On voit dès lors tous les dangers que peut représenter un tel homme, et tous les défis qui se dressent devant la gauche d’aujourd’hui. Et pas seulement aux É.-U.!

Des leçons pour la gauche

Ce qui est sûr en tous cas, et le succès important de Bernie Sanders nous l’a bien montré, c’est que ce n’est pas en tendant vers la modération ou l’atténuation de ses aspirations au changement vis-à-vis du modèle néolibéral, ou encore en passant de nouveaux pactes avec l’establishment, que la gauche retrouvera sa force d’attraction et de mobilisation d’antan.

Ce qui est sûr aussi, c’est que si la gauche veut commencer à connaître quelques victoires, ce n’est pas en faisant l’impasse sur le défi de bâtir pour l’aujourd’hui un projet politique à la fois profondément alternatif et unificateur ; un projet politique capable de proposer "sens et liens" à de larges secteurs de la population, en somme une nouvelle manière de penser le « vivre ensemble » et d’asseoir les bases d’une souveraineté populaire authentique.

Mais pas sur un mode réactif, droitier, autoritaire et xénophobe. Sur un mode radicalement "antisystémique", démocratique et ouvert sur le monde. C’est ce projet qu’il nous reste à reconstruire, réactualiser pour l’aujourd’hui.

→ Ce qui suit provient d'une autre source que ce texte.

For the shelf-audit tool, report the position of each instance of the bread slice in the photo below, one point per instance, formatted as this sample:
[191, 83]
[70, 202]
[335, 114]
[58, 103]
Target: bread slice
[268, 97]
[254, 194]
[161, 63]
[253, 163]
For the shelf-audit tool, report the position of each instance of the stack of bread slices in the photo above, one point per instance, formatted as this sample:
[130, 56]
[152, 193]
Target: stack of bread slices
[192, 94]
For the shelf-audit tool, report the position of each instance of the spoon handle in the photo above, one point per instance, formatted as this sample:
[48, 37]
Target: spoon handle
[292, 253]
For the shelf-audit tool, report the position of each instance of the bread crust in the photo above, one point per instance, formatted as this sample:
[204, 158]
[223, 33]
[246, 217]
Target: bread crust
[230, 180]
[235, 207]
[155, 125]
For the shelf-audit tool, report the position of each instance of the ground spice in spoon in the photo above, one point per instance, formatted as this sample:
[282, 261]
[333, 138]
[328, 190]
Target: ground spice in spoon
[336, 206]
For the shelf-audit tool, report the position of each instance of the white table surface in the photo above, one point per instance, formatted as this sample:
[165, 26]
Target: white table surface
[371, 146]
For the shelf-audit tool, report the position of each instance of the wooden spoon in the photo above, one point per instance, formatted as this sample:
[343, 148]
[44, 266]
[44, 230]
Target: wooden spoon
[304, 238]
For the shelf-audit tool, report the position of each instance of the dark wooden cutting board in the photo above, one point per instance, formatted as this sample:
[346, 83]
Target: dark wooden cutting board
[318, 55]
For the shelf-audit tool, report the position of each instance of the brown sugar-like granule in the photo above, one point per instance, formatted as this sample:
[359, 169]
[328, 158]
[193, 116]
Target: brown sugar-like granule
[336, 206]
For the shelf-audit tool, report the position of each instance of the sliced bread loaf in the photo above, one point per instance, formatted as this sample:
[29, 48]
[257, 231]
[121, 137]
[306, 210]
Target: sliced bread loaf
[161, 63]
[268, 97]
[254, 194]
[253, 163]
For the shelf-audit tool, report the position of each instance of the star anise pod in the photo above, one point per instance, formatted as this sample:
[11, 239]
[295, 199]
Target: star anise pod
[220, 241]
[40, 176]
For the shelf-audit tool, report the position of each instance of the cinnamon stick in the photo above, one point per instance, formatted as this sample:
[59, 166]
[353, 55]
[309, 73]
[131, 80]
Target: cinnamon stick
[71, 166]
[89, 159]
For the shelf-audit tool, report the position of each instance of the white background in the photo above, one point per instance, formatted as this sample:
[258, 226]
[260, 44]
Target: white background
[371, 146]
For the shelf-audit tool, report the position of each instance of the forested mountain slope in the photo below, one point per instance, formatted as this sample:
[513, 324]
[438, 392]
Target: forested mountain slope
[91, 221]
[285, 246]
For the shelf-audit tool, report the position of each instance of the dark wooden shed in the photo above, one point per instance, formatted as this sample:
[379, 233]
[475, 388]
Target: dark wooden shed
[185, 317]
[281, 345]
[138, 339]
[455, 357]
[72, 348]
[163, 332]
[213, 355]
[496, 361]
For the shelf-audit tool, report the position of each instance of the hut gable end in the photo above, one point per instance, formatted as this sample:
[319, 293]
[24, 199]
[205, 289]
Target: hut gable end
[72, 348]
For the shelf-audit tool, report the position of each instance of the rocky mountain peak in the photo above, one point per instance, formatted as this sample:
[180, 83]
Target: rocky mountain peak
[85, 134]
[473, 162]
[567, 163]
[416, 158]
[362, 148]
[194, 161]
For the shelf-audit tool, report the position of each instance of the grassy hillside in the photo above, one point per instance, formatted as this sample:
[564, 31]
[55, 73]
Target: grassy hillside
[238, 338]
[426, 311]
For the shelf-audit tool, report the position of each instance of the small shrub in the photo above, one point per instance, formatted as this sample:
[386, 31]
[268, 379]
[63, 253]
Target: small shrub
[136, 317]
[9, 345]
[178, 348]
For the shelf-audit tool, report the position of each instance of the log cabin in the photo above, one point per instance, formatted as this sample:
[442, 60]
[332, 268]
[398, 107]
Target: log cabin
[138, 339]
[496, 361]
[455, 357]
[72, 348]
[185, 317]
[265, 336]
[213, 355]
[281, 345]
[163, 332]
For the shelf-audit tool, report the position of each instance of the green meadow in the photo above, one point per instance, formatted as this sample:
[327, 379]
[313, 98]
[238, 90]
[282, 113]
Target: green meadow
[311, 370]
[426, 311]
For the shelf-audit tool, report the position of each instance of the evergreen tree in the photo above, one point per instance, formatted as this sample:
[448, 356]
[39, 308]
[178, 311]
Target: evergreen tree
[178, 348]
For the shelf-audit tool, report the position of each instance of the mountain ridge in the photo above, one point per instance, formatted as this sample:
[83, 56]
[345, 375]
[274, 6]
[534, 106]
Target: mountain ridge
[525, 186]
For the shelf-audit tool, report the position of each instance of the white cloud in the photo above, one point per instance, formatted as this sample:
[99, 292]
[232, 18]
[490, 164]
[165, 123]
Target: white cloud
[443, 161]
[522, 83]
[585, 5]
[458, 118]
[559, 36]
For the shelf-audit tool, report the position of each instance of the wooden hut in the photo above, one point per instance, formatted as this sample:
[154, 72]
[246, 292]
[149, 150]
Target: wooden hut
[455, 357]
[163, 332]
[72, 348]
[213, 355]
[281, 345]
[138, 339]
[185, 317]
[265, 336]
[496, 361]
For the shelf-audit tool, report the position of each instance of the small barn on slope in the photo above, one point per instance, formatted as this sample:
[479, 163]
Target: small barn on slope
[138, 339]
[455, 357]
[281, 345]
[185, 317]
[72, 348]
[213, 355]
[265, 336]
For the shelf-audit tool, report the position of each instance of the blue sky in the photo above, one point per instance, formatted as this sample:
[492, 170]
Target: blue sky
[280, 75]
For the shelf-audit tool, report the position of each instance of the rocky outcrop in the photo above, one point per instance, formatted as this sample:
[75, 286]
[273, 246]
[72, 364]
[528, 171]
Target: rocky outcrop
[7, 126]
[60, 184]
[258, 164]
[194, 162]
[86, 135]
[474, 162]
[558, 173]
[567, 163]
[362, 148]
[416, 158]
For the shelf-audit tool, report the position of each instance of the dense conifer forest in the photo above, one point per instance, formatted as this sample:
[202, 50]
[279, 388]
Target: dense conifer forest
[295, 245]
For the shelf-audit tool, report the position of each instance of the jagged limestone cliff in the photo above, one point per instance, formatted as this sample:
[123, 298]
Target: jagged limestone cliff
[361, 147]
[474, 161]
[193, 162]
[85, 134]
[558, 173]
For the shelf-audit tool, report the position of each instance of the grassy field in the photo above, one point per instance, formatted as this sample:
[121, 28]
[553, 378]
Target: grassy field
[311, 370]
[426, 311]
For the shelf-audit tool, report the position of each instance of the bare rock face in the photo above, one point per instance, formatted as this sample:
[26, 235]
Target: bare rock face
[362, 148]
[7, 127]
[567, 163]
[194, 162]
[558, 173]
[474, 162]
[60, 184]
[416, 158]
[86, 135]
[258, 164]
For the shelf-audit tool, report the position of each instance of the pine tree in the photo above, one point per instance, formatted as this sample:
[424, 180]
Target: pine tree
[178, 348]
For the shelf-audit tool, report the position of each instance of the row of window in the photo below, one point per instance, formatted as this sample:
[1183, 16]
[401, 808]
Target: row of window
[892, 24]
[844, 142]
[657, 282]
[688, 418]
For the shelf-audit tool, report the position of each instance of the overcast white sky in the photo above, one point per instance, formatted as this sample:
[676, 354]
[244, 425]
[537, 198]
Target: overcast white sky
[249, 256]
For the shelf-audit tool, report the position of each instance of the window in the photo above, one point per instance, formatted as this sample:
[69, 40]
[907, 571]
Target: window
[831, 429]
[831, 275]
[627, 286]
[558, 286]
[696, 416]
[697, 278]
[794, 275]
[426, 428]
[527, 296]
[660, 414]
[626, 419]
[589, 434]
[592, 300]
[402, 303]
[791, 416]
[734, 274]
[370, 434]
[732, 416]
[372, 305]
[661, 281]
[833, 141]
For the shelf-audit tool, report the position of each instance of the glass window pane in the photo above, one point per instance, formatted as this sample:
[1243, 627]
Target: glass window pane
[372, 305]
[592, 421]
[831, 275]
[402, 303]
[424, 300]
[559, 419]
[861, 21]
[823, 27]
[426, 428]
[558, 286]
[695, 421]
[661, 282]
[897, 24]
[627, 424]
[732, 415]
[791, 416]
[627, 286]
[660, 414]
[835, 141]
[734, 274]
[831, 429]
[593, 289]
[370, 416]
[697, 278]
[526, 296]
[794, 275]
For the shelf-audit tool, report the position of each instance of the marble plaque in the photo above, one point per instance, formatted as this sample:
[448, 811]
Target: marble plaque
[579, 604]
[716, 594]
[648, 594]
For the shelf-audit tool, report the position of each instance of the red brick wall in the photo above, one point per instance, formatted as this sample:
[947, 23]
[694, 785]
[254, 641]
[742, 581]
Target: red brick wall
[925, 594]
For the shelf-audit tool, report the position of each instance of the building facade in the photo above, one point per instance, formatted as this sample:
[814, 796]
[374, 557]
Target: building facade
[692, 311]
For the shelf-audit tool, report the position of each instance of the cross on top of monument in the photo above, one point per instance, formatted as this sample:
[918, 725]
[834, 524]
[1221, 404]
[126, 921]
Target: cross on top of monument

Et l’arrivée de Donald Trump à la présidence des É.-U., nous montre comme jamais, combien il est urgent de s’atteler à cette tâche.


[1Données rassemblées et analysées par Antoine Casgrain de QS

[2Le PIB réel a crû seulement de 1,1% au second trimestre de 2016. Et dans les 7 dernières années, le PIB a crû de 2,1% ; et la période de 7 ans la plus lente depuis au moins 1940.

Pierre Mouterde

Sociologue, philosophe et essayiste, Pierre Mouterde est spécialiste des mouvements sociaux en Amérique latine et des enjeux relatifs à la démocratie et aux droits humains. Il est l’auteur de nombreux livres dont, aux Éditions Écosociété, Quand l’utopie ne désarme pas (2002), Repenser l’action politique de gauche (2005) et Pour une philosophie de l’action et de l’émancipation (2009).